まるで、桂花がついてくるのが当たり前だというかのように。
逃げたりせずに、自分の後をついてくる事を信じているかのように。
「強引な方だ」
苦笑して、涙の乾いた頬を掻くと、広い背中の後を追った。
「その、小石川養生所に吾を?」
目を丸くした桂花に酒を注ぎ足し柢王は上機嫌に話を続けた。
「しかしあの投書がお前のものだったとはなぁ。俺はうれしいぜ」
投書というのは、桂花が目安箱に「診療所を作って欲しい」と訴えたあれだ。将軍様はきちんと目を通してくださっていたのだ。
「小石川薬園に小石川養生所を作ることを決めて、それなりの医師や薬師を――――ってちょうど探してたところだ。何ちゅ―タイミングの良さ!」
酔っているのだろうか? ・・・酔いもするだろう、いくらなんでもこれだけ空ければ。
それにしてもやけに密着してくる。
「投書を読んだ上様も喜んでたぜ?お前みたいな善良な奴もいるんだって」
「吾など・・・・」
「もーホント気に入った! その謙虚な態度! その容姿! お前は綺麗だがどこか儚くて、それでいて凛とした強さも具えてる。
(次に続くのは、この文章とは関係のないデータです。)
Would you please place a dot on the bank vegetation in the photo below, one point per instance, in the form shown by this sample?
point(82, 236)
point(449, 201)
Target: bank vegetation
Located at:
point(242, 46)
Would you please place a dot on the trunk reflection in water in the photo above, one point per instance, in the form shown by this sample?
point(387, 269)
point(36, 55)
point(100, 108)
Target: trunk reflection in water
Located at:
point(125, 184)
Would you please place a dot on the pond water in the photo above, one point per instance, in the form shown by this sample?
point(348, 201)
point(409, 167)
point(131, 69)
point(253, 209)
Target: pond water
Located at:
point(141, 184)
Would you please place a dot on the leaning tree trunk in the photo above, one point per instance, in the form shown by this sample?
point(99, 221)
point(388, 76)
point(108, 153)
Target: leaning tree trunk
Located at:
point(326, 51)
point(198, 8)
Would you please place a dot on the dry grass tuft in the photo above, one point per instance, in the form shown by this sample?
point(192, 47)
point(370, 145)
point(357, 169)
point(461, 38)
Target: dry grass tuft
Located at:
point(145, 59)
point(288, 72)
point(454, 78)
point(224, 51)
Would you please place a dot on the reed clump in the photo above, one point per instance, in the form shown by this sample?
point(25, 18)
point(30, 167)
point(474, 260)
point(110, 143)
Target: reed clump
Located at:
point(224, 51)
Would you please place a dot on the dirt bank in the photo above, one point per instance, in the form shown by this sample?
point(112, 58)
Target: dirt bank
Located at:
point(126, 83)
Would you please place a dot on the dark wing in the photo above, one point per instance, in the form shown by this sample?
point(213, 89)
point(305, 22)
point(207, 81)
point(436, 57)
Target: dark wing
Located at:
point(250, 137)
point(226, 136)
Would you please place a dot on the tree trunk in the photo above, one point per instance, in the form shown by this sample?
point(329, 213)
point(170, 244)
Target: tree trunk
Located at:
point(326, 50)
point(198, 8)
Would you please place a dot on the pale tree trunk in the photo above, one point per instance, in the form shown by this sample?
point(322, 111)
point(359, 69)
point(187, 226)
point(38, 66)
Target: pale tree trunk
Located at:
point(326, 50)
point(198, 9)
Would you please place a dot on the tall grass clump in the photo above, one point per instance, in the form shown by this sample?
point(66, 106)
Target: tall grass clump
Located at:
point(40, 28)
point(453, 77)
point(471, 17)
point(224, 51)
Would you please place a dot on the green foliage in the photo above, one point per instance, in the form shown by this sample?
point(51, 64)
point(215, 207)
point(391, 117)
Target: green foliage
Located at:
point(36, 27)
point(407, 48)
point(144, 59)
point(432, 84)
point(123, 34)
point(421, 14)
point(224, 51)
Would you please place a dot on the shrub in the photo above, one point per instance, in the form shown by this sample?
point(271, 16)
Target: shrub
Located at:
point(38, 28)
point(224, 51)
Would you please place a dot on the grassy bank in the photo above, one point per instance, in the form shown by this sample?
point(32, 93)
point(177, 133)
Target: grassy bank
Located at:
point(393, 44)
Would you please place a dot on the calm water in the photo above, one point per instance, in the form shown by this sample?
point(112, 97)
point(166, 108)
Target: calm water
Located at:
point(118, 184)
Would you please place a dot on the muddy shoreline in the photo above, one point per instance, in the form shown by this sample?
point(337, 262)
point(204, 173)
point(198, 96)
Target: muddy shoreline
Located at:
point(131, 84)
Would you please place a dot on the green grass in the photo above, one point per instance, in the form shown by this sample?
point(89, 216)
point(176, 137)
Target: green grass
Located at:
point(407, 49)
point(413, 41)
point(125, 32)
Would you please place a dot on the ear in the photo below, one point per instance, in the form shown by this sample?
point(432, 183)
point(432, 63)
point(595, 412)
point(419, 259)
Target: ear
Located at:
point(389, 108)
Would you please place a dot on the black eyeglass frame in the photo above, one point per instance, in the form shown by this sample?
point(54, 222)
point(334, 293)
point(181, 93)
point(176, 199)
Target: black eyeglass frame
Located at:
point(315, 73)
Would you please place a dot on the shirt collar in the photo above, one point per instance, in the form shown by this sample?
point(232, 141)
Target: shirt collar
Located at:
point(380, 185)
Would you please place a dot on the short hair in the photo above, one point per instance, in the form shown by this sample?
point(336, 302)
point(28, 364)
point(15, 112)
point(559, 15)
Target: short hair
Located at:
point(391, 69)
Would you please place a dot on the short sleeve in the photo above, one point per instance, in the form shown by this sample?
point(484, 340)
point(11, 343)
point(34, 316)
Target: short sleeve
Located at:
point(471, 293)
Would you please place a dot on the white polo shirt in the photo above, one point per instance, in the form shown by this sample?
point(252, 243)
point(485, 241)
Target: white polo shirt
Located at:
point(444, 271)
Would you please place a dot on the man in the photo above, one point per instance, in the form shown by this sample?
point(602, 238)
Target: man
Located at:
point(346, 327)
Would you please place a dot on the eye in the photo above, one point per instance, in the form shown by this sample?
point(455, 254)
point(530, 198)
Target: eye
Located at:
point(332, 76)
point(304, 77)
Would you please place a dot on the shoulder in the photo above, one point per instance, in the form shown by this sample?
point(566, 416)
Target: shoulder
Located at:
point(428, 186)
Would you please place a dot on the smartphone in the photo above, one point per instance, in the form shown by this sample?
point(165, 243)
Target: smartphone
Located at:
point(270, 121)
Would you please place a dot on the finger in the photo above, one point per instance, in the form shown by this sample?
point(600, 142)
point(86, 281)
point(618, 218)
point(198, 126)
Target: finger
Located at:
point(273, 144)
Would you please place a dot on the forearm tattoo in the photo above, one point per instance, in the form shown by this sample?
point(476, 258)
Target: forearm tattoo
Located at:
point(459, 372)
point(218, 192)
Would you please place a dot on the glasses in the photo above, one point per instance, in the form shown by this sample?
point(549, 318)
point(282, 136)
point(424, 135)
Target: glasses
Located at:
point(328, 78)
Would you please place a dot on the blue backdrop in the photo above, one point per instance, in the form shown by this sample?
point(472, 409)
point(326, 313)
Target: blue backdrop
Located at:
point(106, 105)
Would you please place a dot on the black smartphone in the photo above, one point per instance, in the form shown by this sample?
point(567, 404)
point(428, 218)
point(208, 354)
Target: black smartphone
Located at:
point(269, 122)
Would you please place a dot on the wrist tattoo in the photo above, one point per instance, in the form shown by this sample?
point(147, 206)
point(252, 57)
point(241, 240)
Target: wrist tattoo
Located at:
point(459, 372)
まるで野に咲く花みたいだな。おう、お前の好きにしろ。さっき言ってた漢方薬っての? そーいう薬草を国産で作りゃあもっと安価な良薬が手に入れられるようになんだよな?やれやれ、どんどんやれ! なっ!」
肩を強く抱かれ、桂花は「はぁ」と曖昧な返事を返すばかり。
突然降って沸いた話に困惑しながらも、胸の動悸をごまかしきれない。
スリなど上手くいきっこないと分かってた。
この人なら助けてくれるかもしれない。何とかしてくれるのではないかと無意識のうちに頭のどこかで賭けていたのだと思う。だから「来い」と強い力で捕らえられ、そのまま連行されると思った途端に裏切られた気分になって涙が溢れたのかもしれない。
(吾があなたの懐を狙ったのは・・・・・どうせ捕まるならあなたがいいと思ったからだ)
柢王に話を聞いてもらうきっかけが欲しかった。その為なら刑も覚悟していた。
こんな事になるとは、夢にも思っていなかったが。
「いいか、要る物とか遠慮せずに言えよ・・・・何でも・・・俺に言え・・・・・」
桂花のひざを枕にして寝入ってしまった柢王の頭を撫で、自分の頬をつねり上げてみる。
――――――――夢なんかじゃない。
自然とほころぶ顔を、薄目をあけて柢王が見ていたことに桂花は気づきもしなかった。